Le numérique, problème environnemental ou solution ?
Dans ce dossier, nous tentons d’éclairer cette question en interrogeant quelques experts du sujet.
En effet, l’économie continue de réchauffer la planète, sans véritable régulation environnementale. Le numérique (désigné naguère sous le terme « Technologies de l’information et de la communication » ou TIC), comme tous les secteurs économiques, y participe, à son échelle. Selon une source sérieuse, les TIC auraient émis en 2015, dernière année mesurée à l’heure de cette publication, quelque 2,4 % des émissions globales de GES ou 3,2 % de celles de CO2, pour un périmètre comprenant aussi l’électronique grand public. Mais, au fait, comment peut-on mesurer l’empreinte du numérique ? Pas si simple, et les rares experts ne convergent pas vraiment. Une équipe suédoise s’est donné depuis quinze ans la tâche laborieuse de collecter un maximum de données mondiales à ce sujet. Alors qu’on s’attendait à de mauvais indicateurs pour la décennie écoulée, avec une croissance moyenne du débit de données de 25 % par an, paradoxalement l’équipe scandinave estime que l’empreinte s’est stabilisée. Par quel miracle ? Les progrès de la microélectronique se sont chargés de compenser la tendance à la croissance grâce à l’efficacité énergétique. Le secteur du numérique connaît ainsi un répit. Mais que va-t-il se passer ensuite ? Qui va gagner cette course de vitesse entre le flux de données et l’efficacité énergétique par octet transporté ?
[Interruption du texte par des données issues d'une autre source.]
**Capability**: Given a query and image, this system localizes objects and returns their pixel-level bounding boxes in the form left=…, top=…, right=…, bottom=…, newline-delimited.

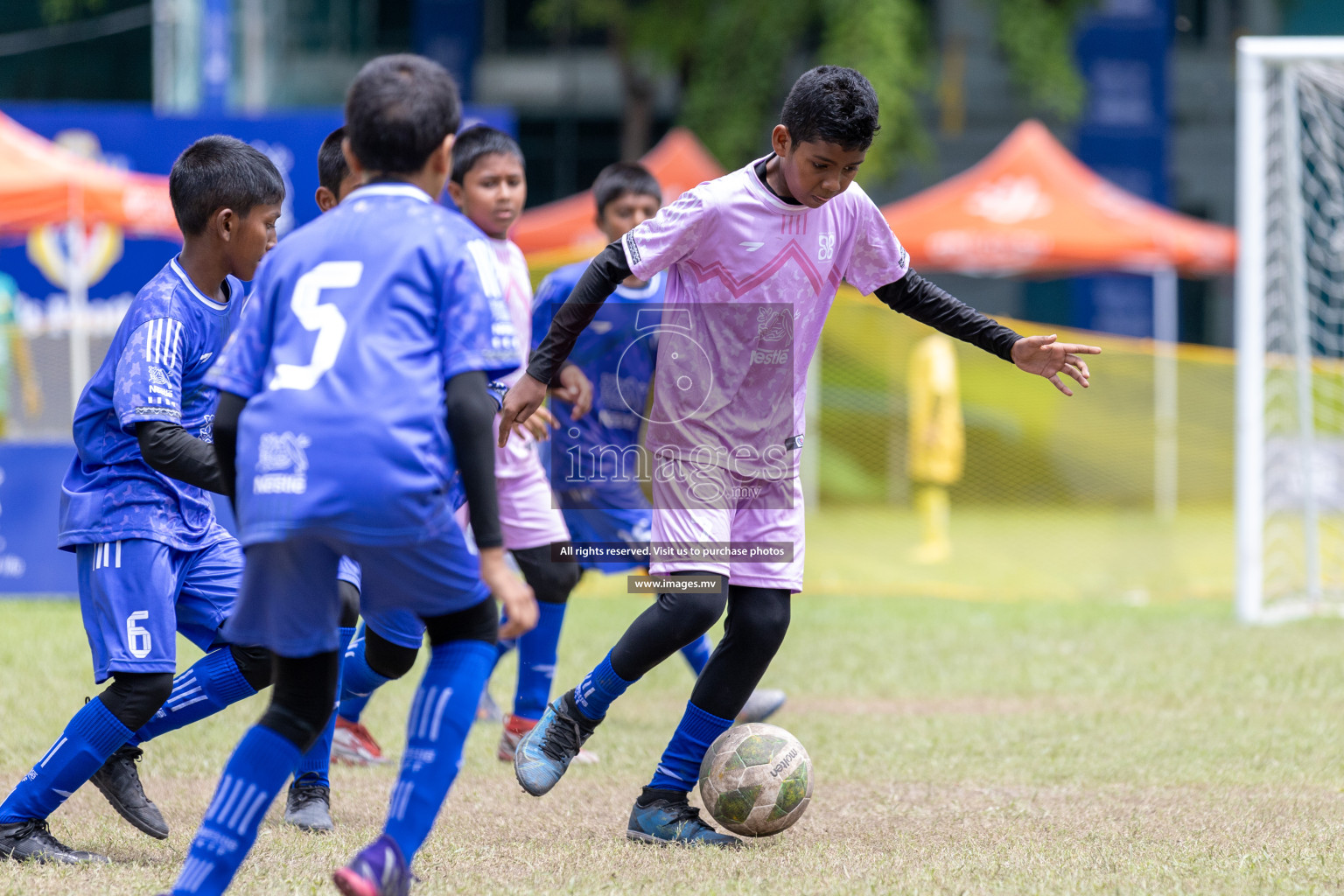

“Les progrès de la micro-électronique
se sont chargés de compenser la tendance
à la croissance grâce
à l’efficacité énergétique.”
Le numérique est un secteur systémique, comme l’énergie, l’alimentation, l’éducation, la santé, la construction, la finance. Son effet positif pour l’économie des pays en développement est avéré, mais l’effet négatif de sa surconsommation dans les pays développés l’est aussi. On mise beaucoup sur lui pour lutter contre le changement climatique, pour généraliser des cas exemplaires constatés à petite échelle, par exemple pour le chauffage et la climatisation des bâtiments ou pour la rationalisation des transports, mais cela reste un potentiel à concrétiser. D’autant plus que divers « effets rebond » s’en mêlent et continueront à s’en mêler pour grignoter les réductions des émissions difficilement obtenues.
Dès lors, comment engager une forme de sobriété numérique, l’application au champ des TIC de la sobriété tout court ? On se serre la ceinture ? Un terme plus approprié, ou appropriable par le consommateur moyen, serait peut-être « modération » ? En tout cas, il s’agit de maintenir l’empreinte matérielle des TIC dans des limites raisonnables, par exemple en prolongeant la durée de vie des smartphones, en modérant les usages de la vidéo en ligne, en optimisant le mode veille des antennes mobiles 5G, ou encore en développant largement le recyclage de certains métaux des cartes électroniques, toutes choses qui contribuent à la réduction des émissions. Les opérateurs par la voix de leur association la GSMA souhaitent contribuer à tracer la voie. Ils veulent atteindre la neutralité carbone en 2050, certains plus tôt. Mais il va falloir y travailler dur car cela n’a rien d’automatique. Et il ne suffira pas que les TIC fassent leur part du travail si les autres secteurs ne font pas la leur.